Accurate and timely fault detection was crucial for ensuring the safety and reliability of jet engines. Traditional model struggle to capture non-linear fault patterns high-dimensional sensor data produced by modern engines.
This paper presents a comprehensive comparative study of six machine learning models XGBoost, random forest (RF), logistic regression (LR), k-nearest neighbours (KNN), support vector machine (SVM) and multi-layer perceptron (MLP). The models used to identify and classify the jet engine faults based on sensor readings. To enable this analysis, a realistic data set which includes the normal operating conditions and two distinct fault modes such as compressor high pressure turbine fault and other faults category. The data set includes sensor noise, fault severity variations and physically meaningful feature interactions.

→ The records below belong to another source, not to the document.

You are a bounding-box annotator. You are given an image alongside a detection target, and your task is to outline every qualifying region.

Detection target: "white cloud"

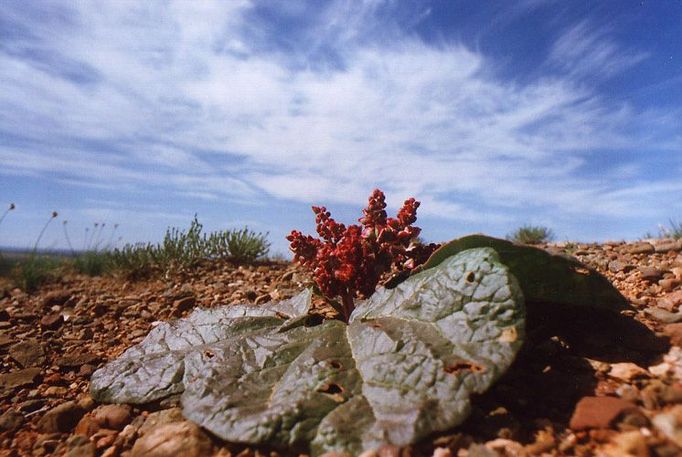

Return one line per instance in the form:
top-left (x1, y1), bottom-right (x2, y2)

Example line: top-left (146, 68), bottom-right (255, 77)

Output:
top-left (550, 20), bottom-right (647, 77)
top-left (0, 1), bottom-right (676, 239)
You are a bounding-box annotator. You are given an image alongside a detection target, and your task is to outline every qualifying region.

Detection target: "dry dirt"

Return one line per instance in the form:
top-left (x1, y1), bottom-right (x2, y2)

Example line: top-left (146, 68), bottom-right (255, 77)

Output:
top-left (0, 240), bottom-right (682, 457)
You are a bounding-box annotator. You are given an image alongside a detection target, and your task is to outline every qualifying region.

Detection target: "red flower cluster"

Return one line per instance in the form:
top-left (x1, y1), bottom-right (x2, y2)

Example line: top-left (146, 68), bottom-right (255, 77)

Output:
top-left (287, 189), bottom-right (437, 320)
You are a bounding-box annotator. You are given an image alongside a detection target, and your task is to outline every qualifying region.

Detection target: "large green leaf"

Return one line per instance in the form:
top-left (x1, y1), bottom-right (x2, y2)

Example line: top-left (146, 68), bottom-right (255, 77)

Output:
top-left (92, 248), bottom-right (525, 454)
top-left (416, 235), bottom-right (629, 311)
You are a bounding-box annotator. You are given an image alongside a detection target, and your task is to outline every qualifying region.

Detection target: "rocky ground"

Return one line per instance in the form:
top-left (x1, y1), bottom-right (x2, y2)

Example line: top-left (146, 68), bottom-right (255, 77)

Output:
top-left (0, 240), bottom-right (682, 457)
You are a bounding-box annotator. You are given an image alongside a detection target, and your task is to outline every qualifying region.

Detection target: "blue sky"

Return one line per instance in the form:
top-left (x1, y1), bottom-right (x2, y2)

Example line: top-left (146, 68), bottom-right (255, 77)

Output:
top-left (0, 0), bottom-right (682, 253)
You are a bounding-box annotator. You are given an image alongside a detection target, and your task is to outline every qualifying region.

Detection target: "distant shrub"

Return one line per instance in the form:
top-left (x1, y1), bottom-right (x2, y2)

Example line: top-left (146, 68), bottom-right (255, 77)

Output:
top-left (642, 219), bottom-right (682, 240)
top-left (108, 216), bottom-right (270, 277)
top-left (10, 255), bottom-right (63, 293)
top-left (660, 219), bottom-right (682, 240)
top-left (207, 227), bottom-right (270, 263)
top-left (71, 251), bottom-right (111, 276)
top-left (507, 225), bottom-right (554, 244)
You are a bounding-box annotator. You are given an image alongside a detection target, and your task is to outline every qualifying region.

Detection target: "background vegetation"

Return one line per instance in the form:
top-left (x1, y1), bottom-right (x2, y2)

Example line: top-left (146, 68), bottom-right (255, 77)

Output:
top-left (0, 204), bottom-right (270, 292)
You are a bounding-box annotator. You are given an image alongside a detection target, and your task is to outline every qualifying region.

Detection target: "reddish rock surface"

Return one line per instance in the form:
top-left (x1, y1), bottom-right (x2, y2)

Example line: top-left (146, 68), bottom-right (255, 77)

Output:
top-left (569, 397), bottom-right (638, 430)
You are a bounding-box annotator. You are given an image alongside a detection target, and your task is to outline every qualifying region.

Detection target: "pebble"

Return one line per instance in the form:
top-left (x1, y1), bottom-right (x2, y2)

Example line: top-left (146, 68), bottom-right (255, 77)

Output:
top-left (652, 405), bottom-right (682, 447)
top-left (37, 401), bottom-right (84, 433)
top-left (569, 397), bottom-right (638, 431)
top-left (171, 296), bottom-right (197, 317)
top-left (43, 386), bottom-right (69, 397)
top-left (654, 240), bottom-right (682, 252)
top-left (66, 435), bottom-right (95, 457)
top-left (0, 409), bottom-right (24, 432)
top-left (9, 340), bottom-right (45, 368)
top-left (644, 308), bottom-right (682, 324)
top-left (43, 290), bottom-right (71, 308)
top-left (55, 352), bottom-right (99, 368)
top-left (0, 368), bottom-right (40, 391)
top-left (92, 405), bottom-right (133, 430)
top-left (627, 242), bottom-right (655, 254)
top-left (73, 414), bottom-right (100, 438)
top-left (638, 267), bottom-right (663, 282)
top-left (40, 313), bottom-right (64, 330)
top-left (130, 421), bottom-right (213, 457)
top-left (138, 408), bottom-right (185, 435)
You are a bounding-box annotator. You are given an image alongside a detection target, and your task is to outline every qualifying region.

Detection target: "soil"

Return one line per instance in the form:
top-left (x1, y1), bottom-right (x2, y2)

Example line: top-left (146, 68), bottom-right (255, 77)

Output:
top-left (0, 240), bottom-right (682, 457)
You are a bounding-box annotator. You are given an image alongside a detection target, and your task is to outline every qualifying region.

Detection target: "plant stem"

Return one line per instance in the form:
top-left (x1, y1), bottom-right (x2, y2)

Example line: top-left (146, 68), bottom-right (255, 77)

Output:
top-left (33, 212), bottom-right (57, 254)
top-left (341, 294), bottom-right (355, 322)
top-left (62, 221), bottom-right (76, 256)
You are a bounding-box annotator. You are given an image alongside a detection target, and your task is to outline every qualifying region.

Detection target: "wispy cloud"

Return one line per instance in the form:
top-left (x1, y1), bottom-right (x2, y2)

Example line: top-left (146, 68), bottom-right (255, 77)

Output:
top-left (549, 20), bottom-right (647, 78)
top-left (0, 1), bottom-right (672, 248)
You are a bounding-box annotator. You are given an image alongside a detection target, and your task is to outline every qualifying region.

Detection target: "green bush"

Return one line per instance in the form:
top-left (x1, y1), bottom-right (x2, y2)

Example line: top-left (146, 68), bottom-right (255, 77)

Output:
top-left (71, 251), bottom-right (111, 276)
top-left (207, 227), bottom-right (270, 263)
top-left (109, 216), bottom-right (270, 276)
top-left (10, 253), bottom-right (63, 293)
top-left (507, 225), bottom-right (554, 244)
top-left (663, 219), bottom-right (682, 240)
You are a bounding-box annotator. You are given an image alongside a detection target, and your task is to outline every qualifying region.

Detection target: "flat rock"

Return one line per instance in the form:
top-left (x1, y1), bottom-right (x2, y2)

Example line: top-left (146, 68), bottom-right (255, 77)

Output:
top-left (638, 267), bottom-right (663, 282)
top-left (55, 352), bottom-right (99, 368)
top-left (139, 408), bottom-right (185, 435)
top-left (130, 421), bottom-right (213, 457)
top-left (653, 240), bottom-right (682, 252)
top-left (43, 290), bottom-right (71, 308)
top-left (37, 401), bottom-right (84, 433)
top-left (171, 296), bottom-right (197, 317)
top-left (9, 340), bottom-right (45, 368)
top-left (609, 260), bottom-right (635, 273)
top-left (644, 308), bottom-right (682, 324)
top-left (0, 368), bottom-right (40, 390)
top-left (569, 397), bottom-right (639, 430)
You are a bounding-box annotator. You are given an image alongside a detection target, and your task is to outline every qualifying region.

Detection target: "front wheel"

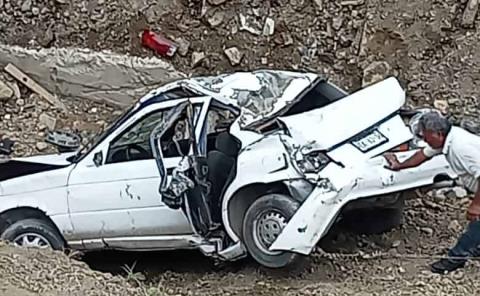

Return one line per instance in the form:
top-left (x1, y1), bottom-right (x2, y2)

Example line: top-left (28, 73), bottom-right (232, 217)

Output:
top-left (243, 194), bottom-right (305, 269)
top-left (0, 219), bottom-right (65, 250)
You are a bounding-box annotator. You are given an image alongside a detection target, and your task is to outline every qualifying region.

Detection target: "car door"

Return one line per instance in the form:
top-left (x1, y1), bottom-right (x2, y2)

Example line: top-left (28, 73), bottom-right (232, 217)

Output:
top-left (68, 98), bottom-right (205, 248)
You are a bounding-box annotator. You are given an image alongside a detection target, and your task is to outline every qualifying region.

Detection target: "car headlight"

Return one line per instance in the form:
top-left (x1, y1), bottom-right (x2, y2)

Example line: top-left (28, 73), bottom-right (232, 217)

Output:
top-left (295, 148), bottom-right (330, 174)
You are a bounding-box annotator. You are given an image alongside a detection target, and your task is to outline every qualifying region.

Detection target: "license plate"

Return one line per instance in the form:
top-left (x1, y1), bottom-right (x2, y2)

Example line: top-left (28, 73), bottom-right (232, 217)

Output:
top-left (352, 129), bottom-right (388, 152)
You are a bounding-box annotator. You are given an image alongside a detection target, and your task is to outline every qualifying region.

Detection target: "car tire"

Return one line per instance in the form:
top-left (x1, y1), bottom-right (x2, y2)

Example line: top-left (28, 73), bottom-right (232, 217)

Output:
top-left (0, 219), bottom-right (65, 250)
top-left (243, 194), bottom-right (306, 271)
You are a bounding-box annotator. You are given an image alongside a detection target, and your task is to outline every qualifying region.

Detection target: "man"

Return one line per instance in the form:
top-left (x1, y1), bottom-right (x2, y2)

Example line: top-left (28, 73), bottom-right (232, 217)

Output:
top-left (385, 112), bottom-right (480, 274)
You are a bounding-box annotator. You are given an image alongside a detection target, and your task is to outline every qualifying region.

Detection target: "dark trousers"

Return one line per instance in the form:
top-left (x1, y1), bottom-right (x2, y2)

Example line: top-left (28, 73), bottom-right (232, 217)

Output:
top-left (448, 221), bottom-right (480, 263)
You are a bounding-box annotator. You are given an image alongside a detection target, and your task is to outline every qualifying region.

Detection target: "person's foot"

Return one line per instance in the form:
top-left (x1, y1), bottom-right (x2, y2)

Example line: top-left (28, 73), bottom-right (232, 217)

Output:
top-left (431, 259), bottom-right (465, 274)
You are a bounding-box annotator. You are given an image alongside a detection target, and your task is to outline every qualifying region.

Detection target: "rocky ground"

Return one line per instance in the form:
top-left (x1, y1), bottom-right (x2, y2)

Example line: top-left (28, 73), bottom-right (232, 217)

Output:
top-left (0, 0), bottom-right (480, 295)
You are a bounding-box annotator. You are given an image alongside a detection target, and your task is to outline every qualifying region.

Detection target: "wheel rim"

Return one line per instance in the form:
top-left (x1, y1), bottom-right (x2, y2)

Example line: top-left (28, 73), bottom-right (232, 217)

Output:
top-left (253, 210), bottom-right (287, 256)
top-left (13, 233), bottom-right (51, 249)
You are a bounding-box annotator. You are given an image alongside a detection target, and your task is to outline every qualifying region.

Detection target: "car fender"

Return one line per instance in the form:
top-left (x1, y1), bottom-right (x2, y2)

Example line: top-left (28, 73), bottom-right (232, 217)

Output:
top-left (222, 135), bottom-right (304, 242)
top-left (270, 151), bottom-right (456, 255)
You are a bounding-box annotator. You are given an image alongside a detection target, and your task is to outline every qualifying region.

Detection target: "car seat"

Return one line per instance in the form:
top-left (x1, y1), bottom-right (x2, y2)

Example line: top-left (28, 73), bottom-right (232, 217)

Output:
top-left (207, 132), bottom-right (241, 222)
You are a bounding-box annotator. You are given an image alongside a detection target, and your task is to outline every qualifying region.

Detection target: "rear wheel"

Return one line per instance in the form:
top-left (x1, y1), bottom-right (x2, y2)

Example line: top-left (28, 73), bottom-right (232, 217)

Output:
top-left (1, 219), bottom-right (65, 250)
top-left (243, 194), bottom-right (305, 269)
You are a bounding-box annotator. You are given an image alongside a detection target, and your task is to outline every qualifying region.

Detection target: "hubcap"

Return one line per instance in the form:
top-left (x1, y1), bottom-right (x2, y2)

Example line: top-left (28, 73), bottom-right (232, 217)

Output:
top-left (253, 211), bottom-right (287, 255)
top-left (13, 233), bottom-right (51, 249)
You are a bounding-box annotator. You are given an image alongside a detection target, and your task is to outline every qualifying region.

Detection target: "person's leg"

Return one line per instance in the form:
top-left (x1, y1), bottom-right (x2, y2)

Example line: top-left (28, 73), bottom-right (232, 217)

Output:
top-left (431, 221), bottom-right (480, 273)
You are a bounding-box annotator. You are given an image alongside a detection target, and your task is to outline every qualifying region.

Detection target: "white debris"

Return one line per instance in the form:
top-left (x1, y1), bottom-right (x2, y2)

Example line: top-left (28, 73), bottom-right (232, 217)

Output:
top-left (263, 17), bottom-right (275, 36)
top-left (0, 45), bottom-right (186, 106)
top-left (192, 51), bottom-right (206, 68)
top-left (462, 0), bottom-right (480, 27)
top-left (38, 113), bottom-right (57, 131)
top-left (225, 47), bottom-right (243, 66)
top-left (0, 80), bottom-right (13, 101)
top-left (340, 0), bottom-right (365, 6)
top-left (239, 14), bottom-right (262, 35)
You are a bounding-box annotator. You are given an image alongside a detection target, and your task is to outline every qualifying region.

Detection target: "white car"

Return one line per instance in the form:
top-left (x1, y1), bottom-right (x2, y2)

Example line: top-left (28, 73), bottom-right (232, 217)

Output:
top-left (0, 70), bottom-right (456, 268)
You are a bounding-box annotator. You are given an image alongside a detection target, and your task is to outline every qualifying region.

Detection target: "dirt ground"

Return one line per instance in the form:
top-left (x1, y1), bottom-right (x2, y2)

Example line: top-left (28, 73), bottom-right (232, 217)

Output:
top-left (0, 0), bottom-right (480, 295)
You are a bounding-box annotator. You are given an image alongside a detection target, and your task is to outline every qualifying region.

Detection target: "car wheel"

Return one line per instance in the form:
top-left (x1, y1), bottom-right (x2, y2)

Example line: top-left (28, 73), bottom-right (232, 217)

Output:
top-left (243, 194), bottom-right (305, 270)
top-left (1, 219), bottom-right (65, 250)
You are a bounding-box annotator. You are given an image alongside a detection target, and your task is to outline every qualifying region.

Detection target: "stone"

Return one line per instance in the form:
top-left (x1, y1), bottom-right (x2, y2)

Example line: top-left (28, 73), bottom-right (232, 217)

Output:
top-left (208, 0), bottom-right (227, 6)
top-left (224, 47), bottom-right (243, 66)
top-left (263, 17), bottom-right (275, 36)
top-left (448, 220), bottom-right (462, 232)
top-left (35, 142), bottom-right (48, 151)
top-left (191, 51), bottom-right (207, 68)
top-left (176, 38), bottom-right (190, 57)
top-left (20, 0), bottom-right (32, 12)
top-left (313, 0), bottom-right (323, 10)
top-left (362, 61), bottom-right (392, 87)
top-left (207, 9), bottom-right (225, 28)
top-left (0, 80), bottom-right (13, 101)
top-left (15, 99), bottom-right (25, 107)
top-left (332, 17), bottom-right (343, 31)
top-left (340, 0), bottom-right (365, 6)
top-left (392, 240), bottom-right (402, 248)
top-left (38, 113), bottom-right (57, 131)
top-left (420, 227), bottom-right (433, 235)
top-left (433, 99), bottom-right (448, 114)
top-left (462, 0), bottom-right (480, 28)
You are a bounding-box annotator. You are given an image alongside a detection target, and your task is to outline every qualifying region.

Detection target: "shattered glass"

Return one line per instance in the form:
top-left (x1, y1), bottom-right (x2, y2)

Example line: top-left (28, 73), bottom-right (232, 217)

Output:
top-left (194, 70), bottom-right (311, 128)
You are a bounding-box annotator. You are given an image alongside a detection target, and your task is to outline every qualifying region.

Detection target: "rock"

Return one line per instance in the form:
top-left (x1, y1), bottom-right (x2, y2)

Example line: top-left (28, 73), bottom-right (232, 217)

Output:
top-left (38, 113), bottom-right (57, 131)
top-left (462, 0), bottom-right (480, 28)
top-left (15, 99), bottom-right (25, 107)
top-left (20, 0), bottom-right (32, 12)
top-left (313, 0), bottom-right (323, 10)
top-left (0, 80), bottom-right (13, 101)
top-left (332, 17), bottom-right (343, 31)
top-left (176, 38), bottom-right (190, 57)
top-left (448, 220), bottom-right (462, 232)
top-left (433, 99), bottom-right (448, 114)
top-left (35, 142), bottom-right (48, 151)
top-left (420, 227), bottom-right (433, 235)
top-left (362, 61), bottom-right (392, 87)
top-left (207, 9), bottom-right (225, 28)
top-left (392, 240), bottom-right (402, 248)
top-left (263, 17), bottom-right (275, 36)
top-left (208, 0), bottom-right (227, 6)
top-left (340, 0), bottom-right (365, 6)
top-left (191, 51), bottom-right (206, 68)
top-left (224, 47), bottom-right (243, 66)
top-left (452, 187), bottom-right (468, 198)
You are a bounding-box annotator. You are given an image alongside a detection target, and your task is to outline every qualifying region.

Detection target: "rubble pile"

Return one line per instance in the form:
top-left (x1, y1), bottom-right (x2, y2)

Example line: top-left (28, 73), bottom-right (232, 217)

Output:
top-left (0, 73), bottom-right (122, 156)
top-left (0, 243), bottom-right (146, 296)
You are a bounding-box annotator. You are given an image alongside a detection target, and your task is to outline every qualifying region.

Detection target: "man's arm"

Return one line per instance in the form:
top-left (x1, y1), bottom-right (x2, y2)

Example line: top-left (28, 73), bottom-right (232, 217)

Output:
top-left (467, 179), bottom-right (480, 221)
top-left (385, 149), bottom-right (433, 171)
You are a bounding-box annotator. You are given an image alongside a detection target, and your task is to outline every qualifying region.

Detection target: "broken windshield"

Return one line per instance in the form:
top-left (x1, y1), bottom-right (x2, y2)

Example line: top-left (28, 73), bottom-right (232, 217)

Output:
top-left (189, 70), bottom-right (316, 128)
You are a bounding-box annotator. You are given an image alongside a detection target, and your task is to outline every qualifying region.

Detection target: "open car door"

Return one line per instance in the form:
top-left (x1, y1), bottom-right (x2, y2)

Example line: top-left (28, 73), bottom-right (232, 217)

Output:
top-left (150, 101), bottom-right (216, 237)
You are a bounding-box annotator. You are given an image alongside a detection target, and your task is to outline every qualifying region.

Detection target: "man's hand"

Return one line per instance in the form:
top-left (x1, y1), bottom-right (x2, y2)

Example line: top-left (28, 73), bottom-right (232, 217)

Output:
top-left (467, 200), bottom-right (480, 221)
top-left (383, 152), bottom-right (401, 171)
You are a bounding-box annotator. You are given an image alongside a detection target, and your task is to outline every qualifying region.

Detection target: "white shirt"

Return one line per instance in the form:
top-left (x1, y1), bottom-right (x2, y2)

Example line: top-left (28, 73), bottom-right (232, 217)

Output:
top-left (423, 126), bottom-right (480, 193)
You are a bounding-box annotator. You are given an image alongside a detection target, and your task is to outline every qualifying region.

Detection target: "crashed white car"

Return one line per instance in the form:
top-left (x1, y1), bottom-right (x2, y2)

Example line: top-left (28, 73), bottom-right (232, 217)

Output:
top-left (0, 70), bottom-right (456, 268)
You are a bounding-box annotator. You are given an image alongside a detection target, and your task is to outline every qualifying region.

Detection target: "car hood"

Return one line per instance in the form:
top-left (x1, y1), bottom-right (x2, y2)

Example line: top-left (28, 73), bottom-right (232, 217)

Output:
top-left (189, 70), bottom-right (321, 130)
top-left (279, 77), bottom-right (405, 151)
top-left (0, 153), bottom-right (75, 181)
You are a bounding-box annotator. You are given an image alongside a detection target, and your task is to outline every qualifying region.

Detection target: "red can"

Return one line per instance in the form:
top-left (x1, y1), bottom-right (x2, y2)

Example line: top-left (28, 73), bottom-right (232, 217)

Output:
top-left (142, 29), bottom-right (178, 57)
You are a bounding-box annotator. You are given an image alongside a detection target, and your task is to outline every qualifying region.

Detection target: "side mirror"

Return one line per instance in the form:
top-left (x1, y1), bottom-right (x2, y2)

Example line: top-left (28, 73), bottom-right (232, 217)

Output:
top-left (93, 151), bottom-right (103, 167)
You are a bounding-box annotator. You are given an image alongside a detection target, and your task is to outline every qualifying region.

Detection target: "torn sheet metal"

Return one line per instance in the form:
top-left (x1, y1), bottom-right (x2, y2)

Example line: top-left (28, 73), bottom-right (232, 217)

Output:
top-left (280, 78), bottom-right (408, 150)
top-left (191, 70), bottom-right (318, 129)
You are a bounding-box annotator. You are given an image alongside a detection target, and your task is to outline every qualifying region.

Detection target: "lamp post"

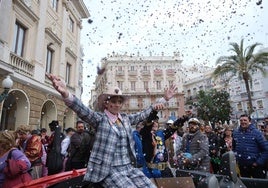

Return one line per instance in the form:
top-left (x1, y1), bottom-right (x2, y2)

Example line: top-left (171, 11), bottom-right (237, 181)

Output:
top-left (0, 75), bottom-right (13, 103)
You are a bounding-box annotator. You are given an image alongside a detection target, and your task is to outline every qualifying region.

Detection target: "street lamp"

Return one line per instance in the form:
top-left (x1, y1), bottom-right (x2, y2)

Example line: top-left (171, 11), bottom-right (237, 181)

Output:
top-left (0, 75), bottom-right (13, 103)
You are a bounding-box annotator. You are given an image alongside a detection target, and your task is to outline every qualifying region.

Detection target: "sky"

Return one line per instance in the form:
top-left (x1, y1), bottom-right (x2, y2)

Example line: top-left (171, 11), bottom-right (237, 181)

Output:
top-left (81, 0), bottom-right (268, 102)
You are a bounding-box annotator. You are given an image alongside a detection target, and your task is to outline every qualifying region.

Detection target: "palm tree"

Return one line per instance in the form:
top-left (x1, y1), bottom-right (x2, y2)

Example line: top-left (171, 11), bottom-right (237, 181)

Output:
top-left (212, 39), bottom-right (268, 114)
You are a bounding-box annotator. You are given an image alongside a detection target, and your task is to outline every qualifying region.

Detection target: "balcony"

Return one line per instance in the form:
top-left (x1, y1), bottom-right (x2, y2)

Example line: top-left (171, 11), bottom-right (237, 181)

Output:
top-left (166, 69), bottom-right (175, 76)
top-left (128, 70), bottom-right (137, 76)
top-left (10, 53), bottom-right (34, 77)
top-left (115, 70), bottom-right (125, 76)
top-left (240, 92), bottom-right (253, 98)
top-left (141, 70), bottom-right (150, 76)
top-left (154, 69), bottom-right (163, 76)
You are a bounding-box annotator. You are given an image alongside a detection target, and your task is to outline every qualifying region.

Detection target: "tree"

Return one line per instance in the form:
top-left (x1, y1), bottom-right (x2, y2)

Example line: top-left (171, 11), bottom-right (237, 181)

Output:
top-left (212, 39), bottom-right (268, 114)
top-left (189, 89), bottom-right (232, 123)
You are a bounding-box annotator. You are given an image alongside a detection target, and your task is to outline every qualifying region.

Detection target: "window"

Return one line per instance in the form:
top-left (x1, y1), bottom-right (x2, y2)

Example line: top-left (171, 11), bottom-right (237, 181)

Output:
top-left (68, 17), bottom-right (74, 32)
top-left (257, 100), bottom-right (263, 109)
top-left (143, 98), bottom-right (151, 107)
top-left (156, 81), bottom-right (161, 90)
top-left (65, 63), bottom-right (72, 85)
top-left (117, 81), bottom-right (123, 90)
top-left (143, 66), bottom-right (148, 71)
top-left (143, 81), bottom-right (149, 91)
top-left (13, 22), bottom-right (26, 57)
top-left (129, 99), bottom-right (138, 108)
top-left (236, 102), bottom-right (243, 111)
top-left (168, 80), bottom-right (173, 87)
top-left (46, 48), bottom-right (54, 73)
top-left (50, 0), bottom-right (59, 12)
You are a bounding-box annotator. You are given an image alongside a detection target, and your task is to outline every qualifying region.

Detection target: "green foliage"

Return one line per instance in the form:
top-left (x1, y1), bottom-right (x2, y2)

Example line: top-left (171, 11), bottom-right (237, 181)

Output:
top-left (213, 39), bottom-right (268, 113)
top-left (192, 89), bottom-right (231, 125)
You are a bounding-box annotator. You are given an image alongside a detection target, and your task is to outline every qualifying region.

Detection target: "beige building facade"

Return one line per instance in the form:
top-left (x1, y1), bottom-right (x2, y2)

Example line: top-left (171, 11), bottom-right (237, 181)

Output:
top-left (0, 0), bottom-right (89, 130)
top-left (90, 53), bottom-right (185, 123)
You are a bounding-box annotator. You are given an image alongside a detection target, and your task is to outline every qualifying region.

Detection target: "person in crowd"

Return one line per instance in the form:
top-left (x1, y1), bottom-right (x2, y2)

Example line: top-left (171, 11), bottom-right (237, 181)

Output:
top-left (132, 121), bottom-right (146, 168)
top-left (204, 124), bottom-right (221, 174)
top-left (178, 118), bottom-right (210, 172)
top-left (47, 74), bottom-right (177, 188)
top-left (16, 125), bottom-right (43, 179)
top-left (0, 130), bottom-right (32, 188)
top-left (61, 127), bottom-right (75, 157)
top-left (166, 120), bottom-right (184, 168)
top-left (61, 127), bottom-right (75, 171)
top-left (140, 111), bottom-right (188, 178)
top-left (46, 120), bottom-right (65, 175)
top-left (66, 120), bottom-right (92, 171)
top-left (40, 128), bottom-right (49, 150)
top-left (233, 114), bottom-right (268, 178)
top-left (219, 127), bottom-right (233, 156)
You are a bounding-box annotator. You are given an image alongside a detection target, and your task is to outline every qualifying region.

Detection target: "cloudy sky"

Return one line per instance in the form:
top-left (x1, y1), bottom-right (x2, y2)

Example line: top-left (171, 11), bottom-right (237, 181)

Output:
top-left (81, 0), bottom-right (268, 101)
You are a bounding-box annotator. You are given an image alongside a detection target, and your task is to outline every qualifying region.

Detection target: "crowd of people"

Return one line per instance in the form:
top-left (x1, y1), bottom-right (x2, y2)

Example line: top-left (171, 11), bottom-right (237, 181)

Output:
top-left (0, 74), bottom-right (268, 188)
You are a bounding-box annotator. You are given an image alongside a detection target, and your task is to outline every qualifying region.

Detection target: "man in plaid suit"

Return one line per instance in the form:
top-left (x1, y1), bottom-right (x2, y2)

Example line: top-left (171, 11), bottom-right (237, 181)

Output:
top-left (47, 74), bottom-right (177, 188)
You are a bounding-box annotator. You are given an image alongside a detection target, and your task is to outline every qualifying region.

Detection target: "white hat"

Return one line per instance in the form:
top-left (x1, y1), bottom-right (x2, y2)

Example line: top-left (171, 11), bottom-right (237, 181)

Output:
top-left (98, 86), bottom-right (127, 111)
top-left (167, 119), bottom-right (174, 124)
top-left (188, 118), bottom-right (200, 125)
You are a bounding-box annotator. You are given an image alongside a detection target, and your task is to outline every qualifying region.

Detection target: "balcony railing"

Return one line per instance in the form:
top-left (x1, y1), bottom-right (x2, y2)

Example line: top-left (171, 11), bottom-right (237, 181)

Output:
top-left (240, 92), bottom-right (253, 98)
top-left (116, 70), bottom-right (125, 76)
top-left (154, 69), bottom-right (163, 75)
top-left (141, 70), bottom-right (150, 76)
top-left (128, 70), bottom-right (137, 76)
top-left (166, 69), bottom-right (175, 76)
top-left (10, 53), bottom-right (34, 77)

The results demonstrate that gradient boosted trees (XGBoost), RF and LR achieve near-perfect fault detection accuracy of 98% with no missed detections or false alarms. These models successfully identified the decision boundaries that separate nominal and faulty engine states across the high-dimensional feature space. On instance-based learning with KNN shows good but substantially lower performance with occasional missed detections, concluding an 91% accuracy. SVM and MLP proved unsuitable for this classification task due to suboptimal hyperparameters and model capacity limitations. All the models analysed at a granular level to determine the receiver operating characteristic curves and confusion matrices. XGBoost, RF and LR exhibit a strong capability to detect anomalies. Feature importance estimates the role of intuitive physical parameters, such as exhaust gas temperature and engine speeds, in the fault identification process.
Both tree-based models and LR were the promise of data-driven techniques for reliable, high-precision engine fault detection. However, SVM and MLP reported a poor outcome.